- Dlaczego gość tak strasznie "zepsuł" sobie organizm. Ja mam dwie teorie. 1 To to że żarł Fastofoody. 2 zauważcie że on był normalnie na diecie wegańskiej jego dziewucha gotowała mu same kiełki itp,więc jak oragnizm zobaczył troche mięsa to za przeproszeniem ocip***. Poprostu ZŁY koleś zabrał sie za testy.
- Pojawia sie tam koleś o imieniu Don Gorske który zjada średnio 2 Bic Mac dziennie i jak sam twierdzi stanowią one 90% jego diety, a czy wygląda na grubasa??? NIE. Oczywiścię nie będę się nad jego wątrobą rozwodził ale jadł już tak od około 20 lat bo wnioskuje że jak mówi że już w 1984 jadł Bic Mac a film jest 2004. Więc wynika z tego że każdy ma inny organizm do adptacji gównianego żarcia. I to wszystkie kłótnie o genetyke są bezsensu macie tu czarno na białym.
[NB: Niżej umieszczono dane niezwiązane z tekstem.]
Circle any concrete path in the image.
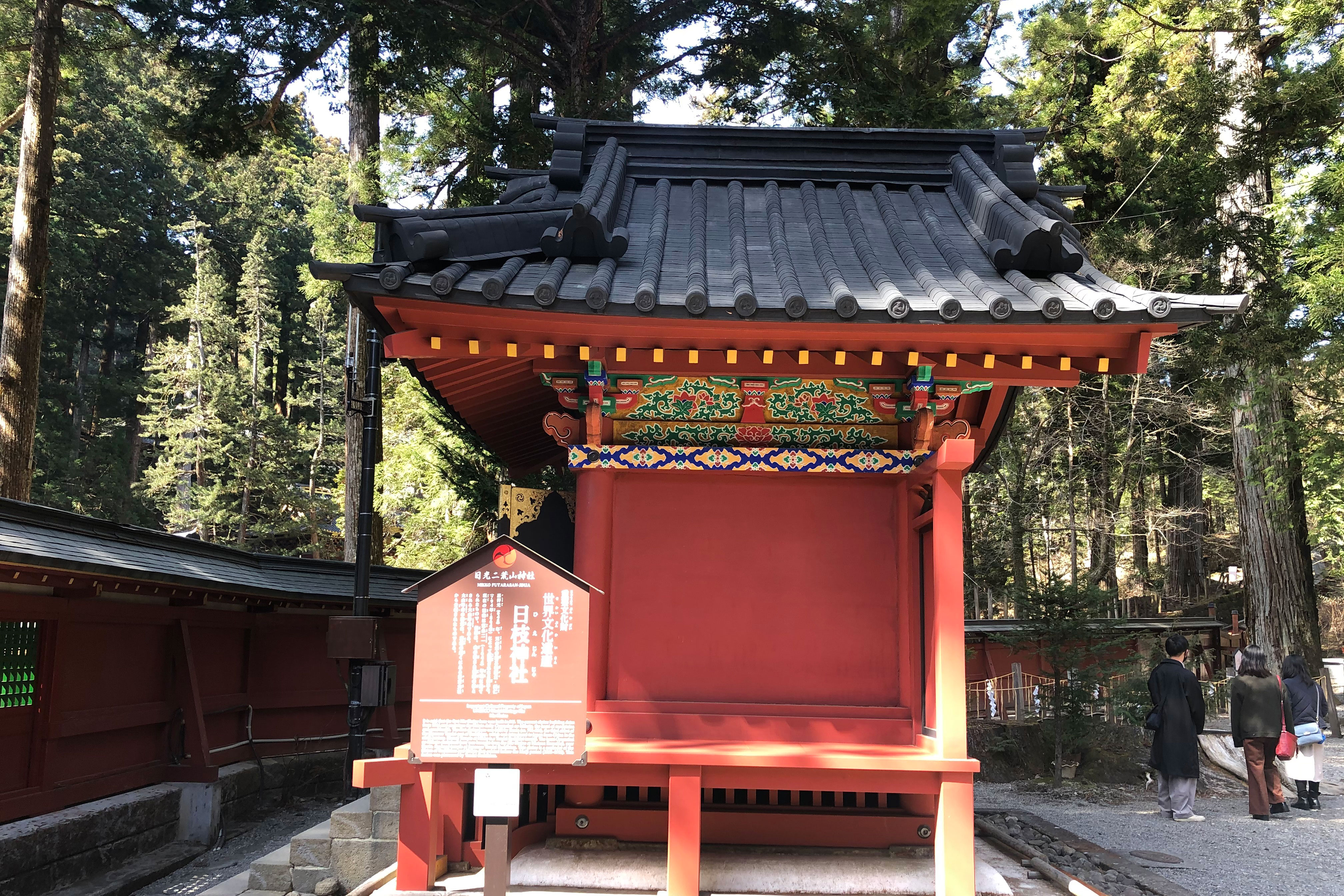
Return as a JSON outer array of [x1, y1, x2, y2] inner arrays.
[[378, 841, 1011, 896], [976, 739, 1344, 896]]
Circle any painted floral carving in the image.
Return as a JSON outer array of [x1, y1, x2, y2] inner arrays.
[[766, 379, 882, 423], [625, 377, 742, 420], [620, 423, 888, 447]]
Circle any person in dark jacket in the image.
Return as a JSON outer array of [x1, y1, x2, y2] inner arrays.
[[1284, 653, 1327, 809], [1228, 643, 1288, 821], [1148, 634, 1204, 821]]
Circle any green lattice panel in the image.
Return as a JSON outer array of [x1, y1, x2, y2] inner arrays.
[[0, 622, 39, 709]]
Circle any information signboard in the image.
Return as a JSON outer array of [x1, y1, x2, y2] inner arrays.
[[411, 536, 589, 764]]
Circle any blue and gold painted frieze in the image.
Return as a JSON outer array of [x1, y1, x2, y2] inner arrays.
[[569, 445, 930, 474]]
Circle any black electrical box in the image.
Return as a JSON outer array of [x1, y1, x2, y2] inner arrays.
[[359, 661, 396, 707]]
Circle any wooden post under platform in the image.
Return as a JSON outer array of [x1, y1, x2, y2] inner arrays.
[[668, 766, 700, 896]]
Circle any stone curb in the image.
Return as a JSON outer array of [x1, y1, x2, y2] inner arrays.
[[976, 809, 1199, 896]]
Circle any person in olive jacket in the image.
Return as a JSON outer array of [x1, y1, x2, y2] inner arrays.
[[1148, 634, 1204, 821], [1228, 643, 1289, 821]]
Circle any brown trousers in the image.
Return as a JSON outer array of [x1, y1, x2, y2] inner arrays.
[[1242, 737, 1284, 815]]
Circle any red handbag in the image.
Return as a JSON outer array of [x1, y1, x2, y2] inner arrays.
[[1274, 676, 1297, 759]]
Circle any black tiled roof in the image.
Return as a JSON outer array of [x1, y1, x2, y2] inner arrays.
[[0, 498, 427, 607], [313, 117, 1246, 322]]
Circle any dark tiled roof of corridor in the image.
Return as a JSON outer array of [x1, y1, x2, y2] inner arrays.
[[0, 498, 427, 607], [313, 118, 1245, 322]]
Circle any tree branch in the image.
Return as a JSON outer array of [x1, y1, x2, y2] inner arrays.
[[598, 39, 720, 111], [0, 102, 27, 134], [1120, 0, 1261, 34], [66, 0, 140, 34], [243, 23, 348, 130]]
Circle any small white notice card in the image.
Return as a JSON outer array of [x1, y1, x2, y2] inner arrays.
[[472, 768, 523, 818]]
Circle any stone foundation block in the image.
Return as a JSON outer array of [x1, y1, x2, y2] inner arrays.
[[290, 865, 336, 893], [289, 821, 332, 870], [247, 846, 293, 893], [331, 797, 374, 840], [374, 811, 402, 840], [332, 840, 396, 892]]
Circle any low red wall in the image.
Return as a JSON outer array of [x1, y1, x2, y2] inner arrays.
[[0, 594, 415, 822]]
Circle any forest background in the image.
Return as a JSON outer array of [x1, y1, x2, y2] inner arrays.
[[0, 0, 1344, 656]]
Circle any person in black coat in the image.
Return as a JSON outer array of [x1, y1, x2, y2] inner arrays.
[[1148, 634, 1204, 821]]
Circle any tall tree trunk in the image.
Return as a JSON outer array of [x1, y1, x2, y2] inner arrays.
[[308, 306, 327, 560], [0, 0, 66, 501], [70, 320, 93, 463], [122, 316, 153, 497], [1163, 426, 1208, 604], [238, 309, 262, 548], [1129, 433, 1154, 617], [1232, 367, 1321, 669], [1064, 391, 1078, 584], [344, 9, 383, 563], [1212, 17, 1321, 669]]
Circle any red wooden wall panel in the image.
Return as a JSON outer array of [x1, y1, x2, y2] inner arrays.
[[0, 594, 415, 823], [607, 472, 902, 707]]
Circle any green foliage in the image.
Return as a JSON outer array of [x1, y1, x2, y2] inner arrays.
[[704, 0, 1004, 128]]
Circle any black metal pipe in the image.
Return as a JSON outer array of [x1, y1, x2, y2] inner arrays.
[[345, 328, 383, 790]]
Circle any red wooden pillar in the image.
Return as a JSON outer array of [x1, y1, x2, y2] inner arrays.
[[930, 439, 976, 896], [396, 764, 444, 891], [933, 775, 976, 896], [929, 439, 976, 759], [574, 470, 616, 709], [668, 766, 700, 896]]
- Powiem teraz coś o sobie przez ostani miesiąc też robiłem testy ze swoim organizmem/ciałem. Jako że jestem po bardzo ostrej o głupiej redukcji (45kg w rok) mój metabolizm był i nadal jest (choć już czuje się lepiej) na bardzo niskim poziomie co jest następstwem częstych "głodówek" (np 400-500kcal na dobe i tak przez tydzień) No ale na czym te testy polegały mianowicie przerzuciłem sie na "złe" jedzenie tzn Pizza,Lody,Ciasteczka,Białe pieczywo,Cappucino zamiast zwykłej kawki itp. W sumie nic tak strasznego ale np przez ten miesiąc zjadłem jakieś 20 pizz, Lody jadłem (ale tylko prawdziwe,włoskie lub z kuwetury nie kupne) tak że potrafiłem zjeść 6 w ciągu 2-3h. Były dni że na śniadanie zjadłem 4 drożdżówki, na obiad 3 kawałki torta czekoladowego i Cappuccino a na kolacje np 100-150g czekolady. To były tzw SweetDay :D:D. Fakt muszę przyznać że moja dieta nie była tak rygorystyczna bo nie żywiłem się w McD i obejmowała ona jedną zasadę której nigdy nie złamie a mianowicie Nie jadam frytek i Chipsów niegdy pod żadym pozorem nawet odpłatnie. No ale ta "dieta" się zakończyła a ja tak:
I Poziom TT zwiększył sie z 13 do 15%
II Waga z 58-59 do 62kg (więc może to i dobrze kulturytą nie jestem) ale zaznaczam że mój metabolizm jest bardzo osłabiony a autor filmu miał teoretycznie normalny.
III Badania krwi i moczu wyszły na tyle podobnie że nie ma co tu dokładnych danych wpisywać w każdym razie wszystko w normie
Jaki z tego wniosek? Każdy jest inny i nie ma zasady że jak zjesz to czy tamto to napewno utyjesz,schudniesz,umrzesz,rozpadniesz sie, stracisz zęby i pazokcie. I nie zgodze się że każdy może równie skutecznie sie odchudzić i przybrać na wadze tylko zależy to od jego motywacji.
Proszę o jakieś wrażenia najlepiej ci którzy oglądali film.